Menurut Wahyu, klaim bahwa majelis hakim telah mengesahkan Surat Keputusan (SK) Pelaksana Tugas (Plt) DPW PPP Maluku yang ditandatangani Ketua Umum dan Wakil Sekretaris Jenderal adalah narasi yang menyesatkan. “Kuasa hukum tergugat perlu belajar mencermati apa itu pertimbangan majelis hakim,” ujarnya, Jumat (19/6/2026).
Wahyu menjelaskan, dalam pertimbangan hukumnya, majelis hakim sama sekali tidak menilai keabsahan SK Plt DPW PPP Maluku. Putusan tersebut, kata dia, murni menyangkut prosedur formil dalam pengajuan gugatan perselisihan internal partai.
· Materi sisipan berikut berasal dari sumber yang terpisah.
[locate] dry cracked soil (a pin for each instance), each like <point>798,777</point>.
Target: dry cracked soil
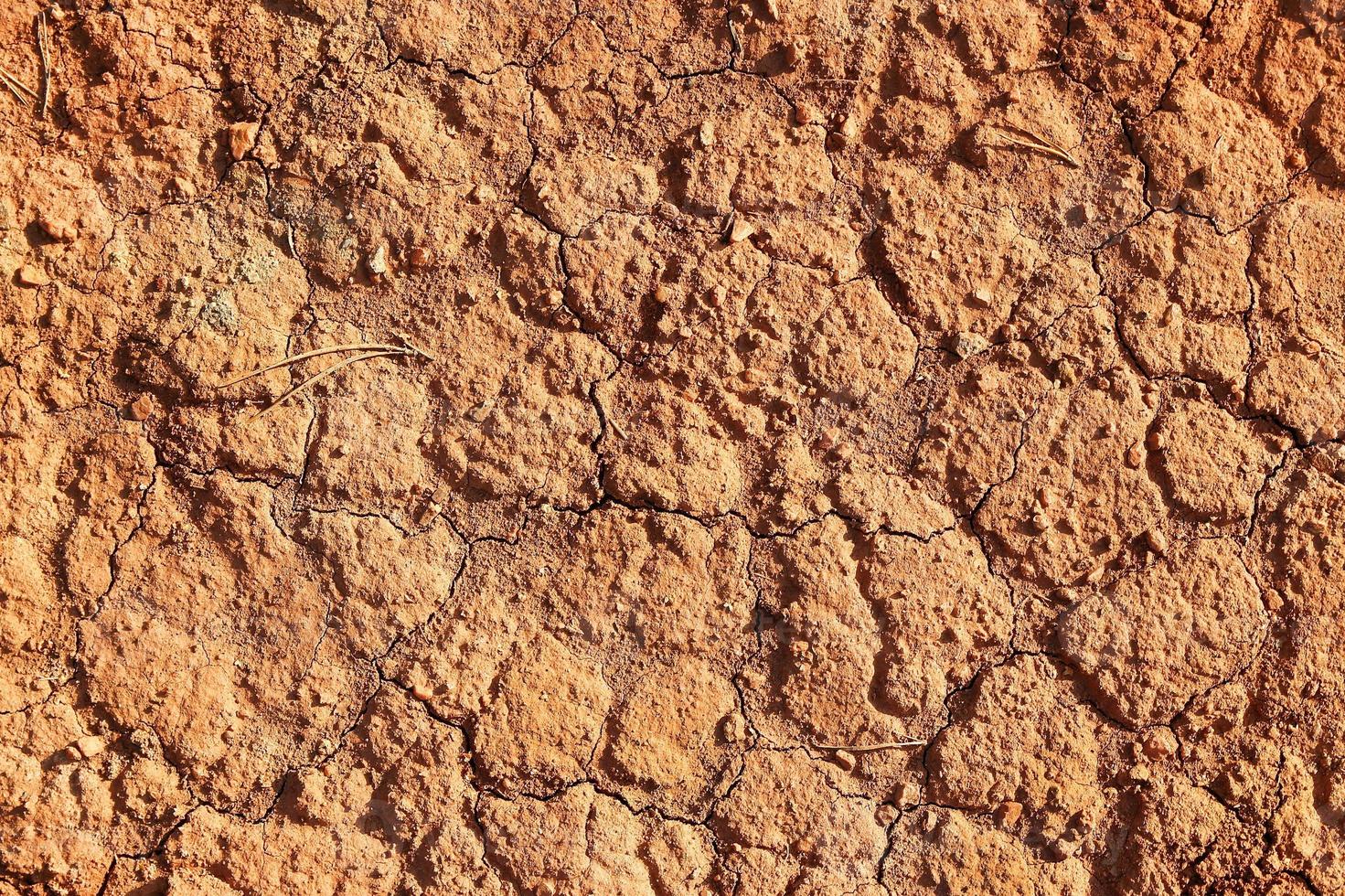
<point>821,448</point>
“Hakim hanya menilai prosedur formil terhadap proses pengajuan gugatan perselisihan internal partai,” tegas Wahyu. Ia menambahkan bahwa kuasa hukum DPP PPP terlalu gegabah menafsirkan amar putusan tanpa memahami isi pertimbangan hukum secara utuh.
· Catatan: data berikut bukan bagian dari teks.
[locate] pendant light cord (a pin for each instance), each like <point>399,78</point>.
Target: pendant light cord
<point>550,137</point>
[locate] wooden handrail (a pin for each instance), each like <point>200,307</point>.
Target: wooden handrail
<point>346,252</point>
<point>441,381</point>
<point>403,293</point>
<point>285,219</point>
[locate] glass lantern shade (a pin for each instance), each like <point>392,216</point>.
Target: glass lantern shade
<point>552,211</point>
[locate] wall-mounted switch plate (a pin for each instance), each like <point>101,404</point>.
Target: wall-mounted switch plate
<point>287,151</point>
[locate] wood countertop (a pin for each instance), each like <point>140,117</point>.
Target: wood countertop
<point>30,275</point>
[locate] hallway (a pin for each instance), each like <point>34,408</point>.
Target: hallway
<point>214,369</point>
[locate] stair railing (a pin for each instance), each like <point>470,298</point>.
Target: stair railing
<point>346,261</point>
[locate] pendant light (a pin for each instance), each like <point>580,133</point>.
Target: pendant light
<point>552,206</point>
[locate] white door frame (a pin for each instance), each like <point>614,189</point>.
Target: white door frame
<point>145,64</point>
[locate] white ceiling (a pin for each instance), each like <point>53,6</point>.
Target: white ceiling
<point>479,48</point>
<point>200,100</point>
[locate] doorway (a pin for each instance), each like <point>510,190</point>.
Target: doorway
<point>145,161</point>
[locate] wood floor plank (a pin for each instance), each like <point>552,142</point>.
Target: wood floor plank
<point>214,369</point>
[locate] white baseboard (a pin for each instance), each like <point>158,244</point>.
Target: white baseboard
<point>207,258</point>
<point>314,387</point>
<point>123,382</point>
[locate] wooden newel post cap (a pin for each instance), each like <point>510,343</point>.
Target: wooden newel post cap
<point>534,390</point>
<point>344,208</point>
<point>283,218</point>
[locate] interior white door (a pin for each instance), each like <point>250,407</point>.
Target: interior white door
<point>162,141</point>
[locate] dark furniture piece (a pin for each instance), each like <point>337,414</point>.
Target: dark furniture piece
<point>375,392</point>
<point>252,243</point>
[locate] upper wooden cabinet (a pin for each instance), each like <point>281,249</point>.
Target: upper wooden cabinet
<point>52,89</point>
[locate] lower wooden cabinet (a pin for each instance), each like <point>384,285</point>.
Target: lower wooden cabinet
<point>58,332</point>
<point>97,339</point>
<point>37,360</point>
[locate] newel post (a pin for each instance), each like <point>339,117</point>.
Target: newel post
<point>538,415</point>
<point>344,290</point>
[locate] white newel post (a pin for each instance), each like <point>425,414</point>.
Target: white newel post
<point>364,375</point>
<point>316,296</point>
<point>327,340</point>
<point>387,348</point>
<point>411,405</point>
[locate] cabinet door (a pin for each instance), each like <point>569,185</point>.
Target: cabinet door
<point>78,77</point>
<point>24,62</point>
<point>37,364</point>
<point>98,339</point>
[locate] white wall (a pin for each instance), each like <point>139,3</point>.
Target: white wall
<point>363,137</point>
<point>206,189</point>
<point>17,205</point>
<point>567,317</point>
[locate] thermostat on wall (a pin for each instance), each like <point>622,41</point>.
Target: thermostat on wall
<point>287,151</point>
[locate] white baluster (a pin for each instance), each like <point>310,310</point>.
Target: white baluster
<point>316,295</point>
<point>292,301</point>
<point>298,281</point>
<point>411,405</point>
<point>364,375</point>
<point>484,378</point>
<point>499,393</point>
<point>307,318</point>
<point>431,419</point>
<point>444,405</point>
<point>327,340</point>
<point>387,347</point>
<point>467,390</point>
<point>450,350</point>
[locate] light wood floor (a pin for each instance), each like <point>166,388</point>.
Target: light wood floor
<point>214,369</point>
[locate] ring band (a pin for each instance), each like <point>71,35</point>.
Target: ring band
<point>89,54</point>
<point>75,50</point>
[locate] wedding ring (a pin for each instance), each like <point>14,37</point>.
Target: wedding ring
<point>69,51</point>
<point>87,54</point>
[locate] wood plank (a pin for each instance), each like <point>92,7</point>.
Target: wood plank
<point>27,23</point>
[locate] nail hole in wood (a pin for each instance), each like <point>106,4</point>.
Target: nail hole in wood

Perkara dengan nomor 186/Pdt.Sus-Parpol/2026/PN Jakarta Pusat ini diajukan oleh kubu yang menggugat keputusan internal PPP. Namun, karena majelis hakim menilai gugatan tidak memenuhi syarat formil, maka pokok perkara—termasuk keabsahan SK Plt DPW Maluku—tidak pernah masuk ke tahap pemeriksaan substansi.
Kondisi ini membuat status kepengurusan PPP Maluku masih menjadi tanda tanya. Kuasa hukum penggugat menegaskan bahwa putusan sela yang hanya menyentuh aspek prosedural tidak bisa dijadikan dasar untuk menyatakan SK Plt DPW Maluku sah secara hukum.
Wahyu memastikan pihaknya akan menempuh jalur kasasi ke Mahkamah Agung. Upaya hukum ini ditempuh agar majelis hakim tingkat kasasi bisa memeriksa substansi perkara, bukan sekadar prosedur pengajuan gugatan.
“Kami akan buktikan di tingkat kasasi bahwa gugatan ini memiliki dasar hukum yang kuat,” ujarnya. Ia juga mengingatkan agar semua pihak tidak membuat narasi yang memperkeruh suasana dengan penafsiran sepihak di luar isi putusan pengadilan.
Sengketa internal PPP Maluku ini menjadi salah satu dari rangkaian konflik kepengurusan partai berlambang Ka'bah yang masih bergulir di sejumlah daerah. Putusan PN Jakarta Pusat pekan lalu menjadi babak baru dalam perseteruan hukum antara kubu penggugat dan DPP PPP.